Primeiro, a Índia tem uma política externa independente e estritamente interessada. Poderá estar disposto a inclinar-se para os EUA em benefício próprio, mas isso não o torna um “aliado.” Os EUA podem subjugar muitos países a seguirem os seus objectivos de política externa, como a Grã-Bretanha, os Estados Bálticos ou as Filipinas, mas a Índia só se junta a eles se achar conveniente. Fala-se de Nova Deli ser parte de uma causa ideológica para “democracia e liberdade” é um disparate, e a sua liderança tem nunca viu tal cooperação desta forma, apesar das suas queixas com a China. A Índia não tem qualquer compromisso com a unipolaridade dos EUA como a Grã-Bretanha ou a Austrália apoiariam, e em vez disso procura ascender como uma potência por direito próprio num mundo multipolar.

Ao fazê-lo, a Índia assume activamente posições de desacordo com os EUA e os seus aliados quando é necessário fazê-lo. Nos últimos dois anos, estes pontos de desacordo entre Nova Deli e o Ocidente aumentaram devido a mudanças inevitáveis ​​no ambiente internacional, que aumentaram o conflito geopolítico. A Índia tem interesse em equilibrar a ascensão da China, porque reconhece que pode beneficiar economicamente dos realinhamentos da cadeia de abastecimento e da produção. Contudo, quando a política externa liderada pelos EUA começa a tentar esmagar toda a multipolaridade em seu próprio benefício, isto torna-se um problema estratégico para a Índia e cria uma divergência nos objectivos das duas nações. Um exemplo particular é a guerra na Ucrânia.

Os EUA têm procurado usar a guerra como um meio para tentar paralisar económica e militarmente a Rússia, por mais absurdo que isto tenha sido provado, procurando assim eliminar um dos principais parceiros estratégicos da Índia no domínio da energia e dos armamentos. Porque é que a Índia cumpriria o regime de sanções liderado pelos EUA? Não o fez, e até buscou mudanças monetárias para evitá-lo. A vitória ucraniana enfraqueceria e isolaria estrategicamente a Índia, forçando-a a um cenário de dependência ocidental. Pior ainda, a guerra deu início a uma melhoria nas relações dos EUA com o Paquistão, após a remoção e prisão do primeiro-ministro anti-EUA, Imran Khan. Os EUA, é claro, tentaram ignorar e reconciliar estas diferenças durante algum tempo, mesmo quando se apoiaram nos ombros da Índia.
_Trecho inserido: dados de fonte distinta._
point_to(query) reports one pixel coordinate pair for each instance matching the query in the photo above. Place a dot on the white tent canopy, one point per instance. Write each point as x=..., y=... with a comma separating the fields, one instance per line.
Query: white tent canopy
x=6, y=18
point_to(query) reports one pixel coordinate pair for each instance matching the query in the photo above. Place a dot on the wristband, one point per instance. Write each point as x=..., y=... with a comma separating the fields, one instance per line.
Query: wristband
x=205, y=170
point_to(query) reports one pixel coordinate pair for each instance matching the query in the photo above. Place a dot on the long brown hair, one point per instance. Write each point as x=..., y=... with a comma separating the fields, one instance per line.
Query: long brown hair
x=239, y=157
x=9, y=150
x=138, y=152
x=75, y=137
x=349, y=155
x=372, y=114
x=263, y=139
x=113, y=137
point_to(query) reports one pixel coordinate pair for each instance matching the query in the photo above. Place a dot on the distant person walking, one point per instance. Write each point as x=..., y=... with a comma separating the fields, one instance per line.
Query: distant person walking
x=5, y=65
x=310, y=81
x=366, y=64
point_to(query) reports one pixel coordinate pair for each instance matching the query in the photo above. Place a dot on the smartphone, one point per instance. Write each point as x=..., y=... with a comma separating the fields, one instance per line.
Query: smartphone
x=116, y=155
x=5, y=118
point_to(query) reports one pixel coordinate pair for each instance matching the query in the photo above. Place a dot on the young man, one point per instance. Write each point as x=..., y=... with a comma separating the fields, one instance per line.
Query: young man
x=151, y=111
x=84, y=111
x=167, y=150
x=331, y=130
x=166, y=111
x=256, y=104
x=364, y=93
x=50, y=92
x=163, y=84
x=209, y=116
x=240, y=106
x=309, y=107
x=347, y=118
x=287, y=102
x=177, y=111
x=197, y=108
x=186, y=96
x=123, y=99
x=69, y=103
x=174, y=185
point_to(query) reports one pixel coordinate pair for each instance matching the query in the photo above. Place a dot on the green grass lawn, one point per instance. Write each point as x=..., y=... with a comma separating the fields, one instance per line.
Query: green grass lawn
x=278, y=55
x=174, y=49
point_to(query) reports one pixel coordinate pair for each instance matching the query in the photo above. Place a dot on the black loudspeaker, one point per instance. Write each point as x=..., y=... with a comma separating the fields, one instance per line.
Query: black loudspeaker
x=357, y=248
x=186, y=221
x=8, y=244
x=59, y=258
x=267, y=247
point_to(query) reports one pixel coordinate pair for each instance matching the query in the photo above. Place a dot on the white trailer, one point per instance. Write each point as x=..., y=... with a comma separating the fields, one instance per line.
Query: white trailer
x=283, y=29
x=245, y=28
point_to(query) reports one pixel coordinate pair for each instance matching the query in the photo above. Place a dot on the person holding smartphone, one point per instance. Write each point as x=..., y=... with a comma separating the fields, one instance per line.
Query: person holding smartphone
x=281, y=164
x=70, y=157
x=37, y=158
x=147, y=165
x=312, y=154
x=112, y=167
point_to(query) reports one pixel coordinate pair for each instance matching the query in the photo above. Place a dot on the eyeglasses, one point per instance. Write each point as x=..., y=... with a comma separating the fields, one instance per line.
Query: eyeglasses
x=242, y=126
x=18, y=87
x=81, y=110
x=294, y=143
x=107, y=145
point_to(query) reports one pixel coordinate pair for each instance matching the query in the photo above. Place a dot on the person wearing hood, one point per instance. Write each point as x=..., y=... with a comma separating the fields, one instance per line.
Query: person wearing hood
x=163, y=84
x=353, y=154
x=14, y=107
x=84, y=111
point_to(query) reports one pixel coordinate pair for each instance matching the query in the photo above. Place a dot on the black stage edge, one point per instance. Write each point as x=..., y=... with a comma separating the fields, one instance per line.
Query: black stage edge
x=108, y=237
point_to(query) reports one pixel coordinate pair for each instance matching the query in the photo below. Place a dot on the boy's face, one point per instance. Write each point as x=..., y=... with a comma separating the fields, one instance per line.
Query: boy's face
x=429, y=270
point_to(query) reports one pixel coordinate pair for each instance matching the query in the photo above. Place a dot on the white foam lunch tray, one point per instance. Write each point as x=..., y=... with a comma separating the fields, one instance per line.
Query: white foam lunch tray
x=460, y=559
Mas então surgiu uma segunda questão neste ambiente geopolítico recentemente tenso: a guerra Israel-Gaza.

Muitos indianos apoiam Israel devido à antipatia nacionalista hindu pelo Islão. No entanto, Nova Deli também se apresenta como defensora do Sul Global e reconhece que perderia credibilidade se seguisse a linha ocidental de apoio incondicional à campanha de destruição genocida de Israel. Mais importante ainda, a situação também implicou o aumento do conflito ocidental com o Irão, que é outro parceiro estratégico da Índia, um país com o qual tem laços históricos e culturais, e é outro fornecedor crítico de energia. À medida que crescem as tensões dos EUA com o Irão, a Índia não seguirá o exemplo da pressão ocidental.

Então, finalmente, para completar, uma gafe recente de Biden arrepiou as penas na Índia quando ele chamou a nação “xenófobo”. Tudo isto teve o efeito de recalibrar o equilíbrio da Índia na sua política externa e de se distanciar dos EUA.

Em conclusão, Nova Deli pode ser um parceiro dos EUA em algumas áreas, mas não é um representante dos EUA. Os dois países têm visões muito diferentes para a nova ordem mundial emergente. A Índia não pode aceitar a subjugação dos EUA ou a remoção dos seus próprios parceiros estratégicos do tabuleiro de xadrez, o que rapidamente sufocou a visão brilhante de Washington de que a Índia seria o mais novo campeão global da liberdade e da democracia, na busca de um mundo unipolar.